Britain is facing the prospect of a "lost decade" of sluggish growth and high unemployment if the Government will not change course on the economy, shadow chancellor Ed Balls has warned.
After shock figures showed the economy was back in recession, Mr Balls said there was a risk of prolonged stagnation in the UK like that experienced by Japan in the 1990s.
Prime Minister David Cameron has insisted there will be no change to the coalition's programme of austerity and deficit reduction despite the double-dip.
But Mr Balls told The Observer that lacklustre growth could be an issue for "a very long time".
"I am not predicting years of recession, although we could well be in for a long 'lost decade'-style period of slow growth and high unemployment," he said.
He added there was a danger that "the economy continues to underperform and, Japanese-style, it grows below trend and therefore unemployment stays high".

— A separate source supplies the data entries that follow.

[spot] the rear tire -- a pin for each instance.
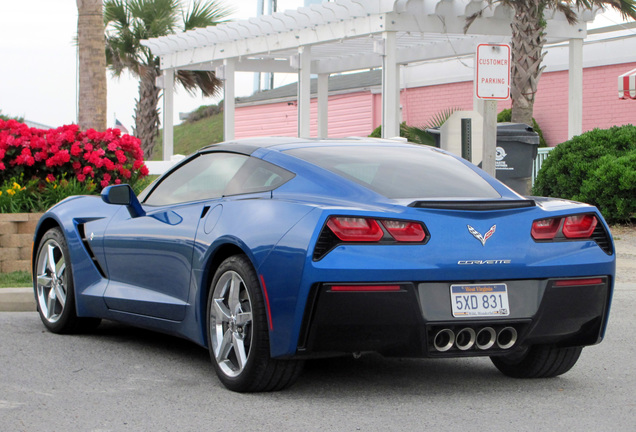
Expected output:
(540, 361)
(238, 333)
(53, 286)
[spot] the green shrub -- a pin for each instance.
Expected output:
(597, 167)
(33, 196)
(506, 116)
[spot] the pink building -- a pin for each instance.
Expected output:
(355, 107)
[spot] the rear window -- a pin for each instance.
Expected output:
(400, 172)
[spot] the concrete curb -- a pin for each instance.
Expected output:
(17, 300)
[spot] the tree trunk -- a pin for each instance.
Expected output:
(146, 112)
(92, 65)
(528, 39)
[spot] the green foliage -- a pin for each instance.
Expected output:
(597, 167)
(506, 116)
(18, 195)
(191, 136)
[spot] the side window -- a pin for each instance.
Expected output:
(258, 176)
(204, 177)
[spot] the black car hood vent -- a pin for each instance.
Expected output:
(474, 205)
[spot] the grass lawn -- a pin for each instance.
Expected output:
(15, 280)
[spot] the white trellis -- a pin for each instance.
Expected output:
(347, 35)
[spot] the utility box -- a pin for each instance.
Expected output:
(517, 147)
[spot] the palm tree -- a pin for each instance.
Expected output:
(92, 65)
(128, 22)
(528, 40)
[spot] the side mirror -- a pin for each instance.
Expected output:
(123, 195)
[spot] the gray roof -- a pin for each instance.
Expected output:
(337, 83)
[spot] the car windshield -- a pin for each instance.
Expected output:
(400, 172)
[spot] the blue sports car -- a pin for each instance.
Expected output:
(270, 251)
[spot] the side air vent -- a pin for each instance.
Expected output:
(325, 243)
(89, 250)
(474, 205)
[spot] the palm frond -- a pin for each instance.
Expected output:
(205, 14)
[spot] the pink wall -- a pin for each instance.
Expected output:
(357, 114)
(349, 115)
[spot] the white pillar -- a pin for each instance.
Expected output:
(168, 109)
(489, 137)
(575, 88)
(323, 105)
(228, 99)
(304, 91)
(390, 87)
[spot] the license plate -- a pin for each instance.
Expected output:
(480, 300)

"That sort of stagnation is consistent with a bit of growth, but not enough, that could go on for a very long time," he added.
Mr Balls challenged Chancellor George Osborne to a live televised debate on how the economy could be pulled out of recession.

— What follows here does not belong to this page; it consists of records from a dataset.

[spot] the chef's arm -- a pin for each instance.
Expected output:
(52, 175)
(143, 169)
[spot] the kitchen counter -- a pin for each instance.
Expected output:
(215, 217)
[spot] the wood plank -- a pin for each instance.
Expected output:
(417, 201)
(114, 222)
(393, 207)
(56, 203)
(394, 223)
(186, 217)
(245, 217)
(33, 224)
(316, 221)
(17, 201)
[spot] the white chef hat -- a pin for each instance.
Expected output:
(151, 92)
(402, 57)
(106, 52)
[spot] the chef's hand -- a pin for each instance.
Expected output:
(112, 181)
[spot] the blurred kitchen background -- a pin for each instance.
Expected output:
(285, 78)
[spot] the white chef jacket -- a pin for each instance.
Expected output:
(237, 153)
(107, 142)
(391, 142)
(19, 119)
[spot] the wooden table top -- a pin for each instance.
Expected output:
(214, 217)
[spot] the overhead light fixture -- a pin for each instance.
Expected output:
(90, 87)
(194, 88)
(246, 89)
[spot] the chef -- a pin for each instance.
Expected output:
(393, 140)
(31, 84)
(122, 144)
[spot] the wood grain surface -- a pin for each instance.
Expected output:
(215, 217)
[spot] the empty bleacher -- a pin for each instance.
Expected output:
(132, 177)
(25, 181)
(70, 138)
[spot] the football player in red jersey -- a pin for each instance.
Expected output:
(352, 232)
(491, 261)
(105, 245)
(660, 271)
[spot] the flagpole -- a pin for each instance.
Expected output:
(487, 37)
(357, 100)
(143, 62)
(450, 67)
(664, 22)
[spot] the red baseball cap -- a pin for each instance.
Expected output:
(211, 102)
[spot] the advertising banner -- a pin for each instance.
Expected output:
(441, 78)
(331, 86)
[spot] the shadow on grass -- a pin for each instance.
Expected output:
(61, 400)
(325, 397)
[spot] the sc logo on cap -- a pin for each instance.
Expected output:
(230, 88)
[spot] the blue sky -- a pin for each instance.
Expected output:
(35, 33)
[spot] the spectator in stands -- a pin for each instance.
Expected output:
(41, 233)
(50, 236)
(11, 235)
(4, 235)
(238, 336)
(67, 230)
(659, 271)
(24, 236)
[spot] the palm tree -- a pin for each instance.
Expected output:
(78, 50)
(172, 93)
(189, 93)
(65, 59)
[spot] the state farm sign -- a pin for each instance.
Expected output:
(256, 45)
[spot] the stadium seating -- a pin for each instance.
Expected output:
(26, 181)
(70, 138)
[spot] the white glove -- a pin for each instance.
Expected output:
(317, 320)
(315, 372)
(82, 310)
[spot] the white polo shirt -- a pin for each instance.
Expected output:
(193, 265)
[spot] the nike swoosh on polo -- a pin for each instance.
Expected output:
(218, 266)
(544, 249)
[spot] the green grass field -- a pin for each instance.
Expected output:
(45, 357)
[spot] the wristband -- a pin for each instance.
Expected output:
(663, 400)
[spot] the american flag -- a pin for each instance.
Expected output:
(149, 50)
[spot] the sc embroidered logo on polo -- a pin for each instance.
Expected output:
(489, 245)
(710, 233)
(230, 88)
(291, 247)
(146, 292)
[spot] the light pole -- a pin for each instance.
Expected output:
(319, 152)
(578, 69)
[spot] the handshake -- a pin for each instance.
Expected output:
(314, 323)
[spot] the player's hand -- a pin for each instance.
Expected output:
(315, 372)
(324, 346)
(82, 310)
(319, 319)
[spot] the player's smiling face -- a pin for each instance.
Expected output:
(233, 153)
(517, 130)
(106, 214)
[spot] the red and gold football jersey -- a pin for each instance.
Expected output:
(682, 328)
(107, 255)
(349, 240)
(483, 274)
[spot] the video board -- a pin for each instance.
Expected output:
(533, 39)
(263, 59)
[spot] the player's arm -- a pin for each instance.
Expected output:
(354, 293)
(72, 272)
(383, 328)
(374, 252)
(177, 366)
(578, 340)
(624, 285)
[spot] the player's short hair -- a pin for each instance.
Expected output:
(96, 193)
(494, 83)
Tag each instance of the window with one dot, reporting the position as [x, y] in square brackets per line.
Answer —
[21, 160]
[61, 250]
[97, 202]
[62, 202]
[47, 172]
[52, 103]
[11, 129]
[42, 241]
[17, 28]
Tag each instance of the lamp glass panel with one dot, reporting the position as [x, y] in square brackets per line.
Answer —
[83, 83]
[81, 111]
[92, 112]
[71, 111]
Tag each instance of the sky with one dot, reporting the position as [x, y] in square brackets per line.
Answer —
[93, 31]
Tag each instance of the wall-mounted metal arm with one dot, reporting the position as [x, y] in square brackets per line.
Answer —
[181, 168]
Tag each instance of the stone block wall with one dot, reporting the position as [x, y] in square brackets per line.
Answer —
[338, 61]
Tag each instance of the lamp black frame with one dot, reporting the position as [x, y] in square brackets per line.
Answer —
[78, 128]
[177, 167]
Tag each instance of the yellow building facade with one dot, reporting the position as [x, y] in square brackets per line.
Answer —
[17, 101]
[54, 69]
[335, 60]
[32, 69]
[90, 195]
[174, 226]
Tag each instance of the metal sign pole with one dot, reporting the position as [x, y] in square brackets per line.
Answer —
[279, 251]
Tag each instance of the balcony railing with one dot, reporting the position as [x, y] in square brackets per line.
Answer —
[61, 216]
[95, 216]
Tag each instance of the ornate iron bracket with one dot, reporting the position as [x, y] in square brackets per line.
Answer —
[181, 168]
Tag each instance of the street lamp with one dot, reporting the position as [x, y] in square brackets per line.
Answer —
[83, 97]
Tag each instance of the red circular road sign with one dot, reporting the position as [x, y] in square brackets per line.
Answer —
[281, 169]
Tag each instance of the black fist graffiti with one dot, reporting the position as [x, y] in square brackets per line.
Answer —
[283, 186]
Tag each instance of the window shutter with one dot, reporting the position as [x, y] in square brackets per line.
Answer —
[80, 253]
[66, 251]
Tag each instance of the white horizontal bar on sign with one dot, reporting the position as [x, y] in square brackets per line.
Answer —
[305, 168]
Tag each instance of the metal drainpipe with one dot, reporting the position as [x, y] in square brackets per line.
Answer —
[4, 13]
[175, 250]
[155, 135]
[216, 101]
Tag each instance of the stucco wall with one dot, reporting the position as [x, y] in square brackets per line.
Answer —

"There are big choices to be made about how we get out of this very deep hole," he said.
"We have to find a way to talk this through and try to get to a better place."
Mr Balls said the latest figures proved he had been right to warn that the coalition's strategy was "too far and too fast".
"In politics and especially in economics and politics, when things start to go wrong, the sooner you admit it the better," he said.
"The thing that frustrates me is that for a year is how arrogantly George Osborne has said, 'No my plan will work - you are wrong', and we are a year on and it is now too late."